Lessons from Papa #1: “God has no religion.”
My father’s teachings and guidance laid the foundation of my quest for knowledge. My growing years were filled with his wisdom, and helped shape my own principles, which I now share with you in this new series of blog posts, Lessons from Papa.
One of my father’s favourite sayings was a quote by Mahatma Gandhi, “God has no religion”. Upon first hearing it, most people think it sounds oblique and naturally wonder what it means. Very rarely, however, do they ask for an explanation. The beauty of this quote lies in its ode to Gandhi and must be pondered upon in depth in order to truly understand its message.
What I want to share here today is how my father lived and breathed this belief throughout his life. The first thing he taught me about religion was to question everything. He would often say, “If you don’t understand something, why do it?”
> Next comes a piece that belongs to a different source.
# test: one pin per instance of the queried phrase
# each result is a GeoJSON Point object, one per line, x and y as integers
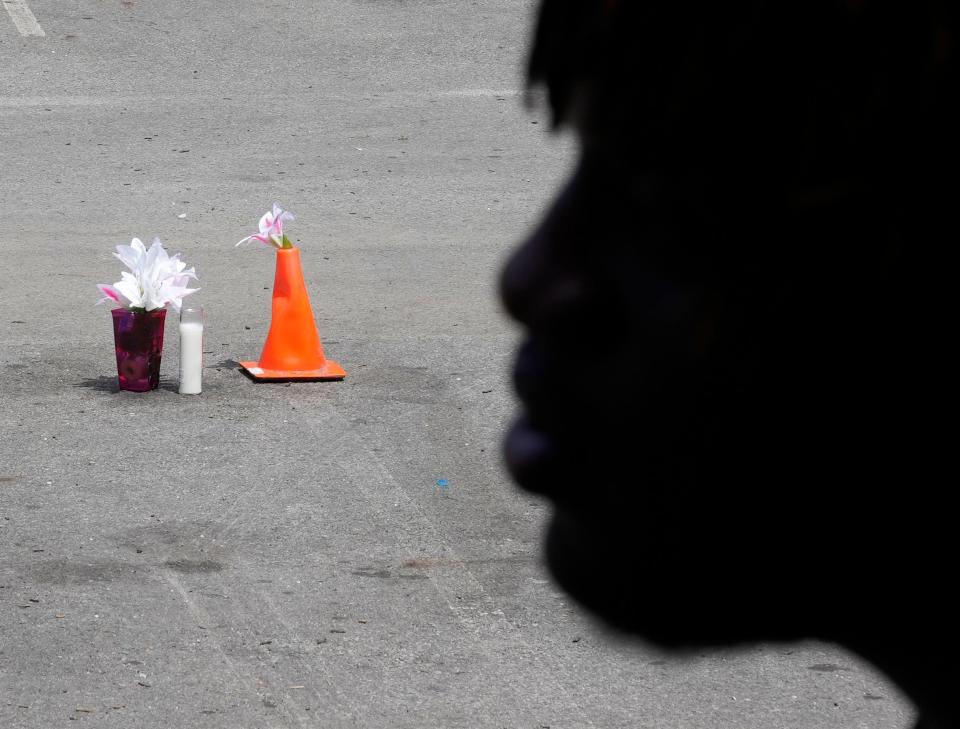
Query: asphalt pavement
{"type": "Point", "coordinates": [281, 555]}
The point of questioning everything was not to for me to drop the subject; but rather, to question it. My father was not asking me to stop practising what I had been taught since I was a child – regular prayers, meditation, and various rituals accompanying spiritual practices. What he wanted was for me to question the purpose of those practices.
Therefore, he encouraged me to not only read widely, but deeply as well. In doing so, he pointed out that almost all religions share similar principles: the concepts of truth, love, purity, service, non-violence and so on, are generally the same. Our house was much like a parliament of religions. We would have debates on different scriptures, from the Bible to the Quran, the Lotus Sutra, the Talmud, and the Guru Granth Sahib, to name a few.
My father saw that religion was sometimes used as an excuse to divide, instead of a reason to unite. Whenever I described someone sage-like as being religious, he would prefer to say that they were spiritual instead. The only true religion to him was the path within; for there, within us all, resides God.
After many dialogues held over dinner regarding the cardinal questions of why, what and how, a realisation finally dawned on me one day, as a teenager on my way to adulthood – we are all heading in the same direction. Or as my father put it, towards the same peak, but climbing from different directions. For example, a climber from the south, and another from the north, may initially appear to be progressing in opposite directions; yet they are really heading towards the same goal.
What is incredible is this: at the bottom of the mountain, the distance between the two climbers is the greatest; but as they move up, the distance lessens and the mountain itself narrows till it completely disappears at the top. Hence, my father would say, higher up the spiritual path, you will find virtually no difference in the goal, because you can clearly see across to each other. But for those stuck at the bottom, an entire mountain stands between.
Here, the mountain represents the rituals of various religions. One has to see past the mountain – or the rituals – to understand the true purpose. This applies to any situation, not just religion.
Do you try to question everything? Have you understood the true purpose of your actions?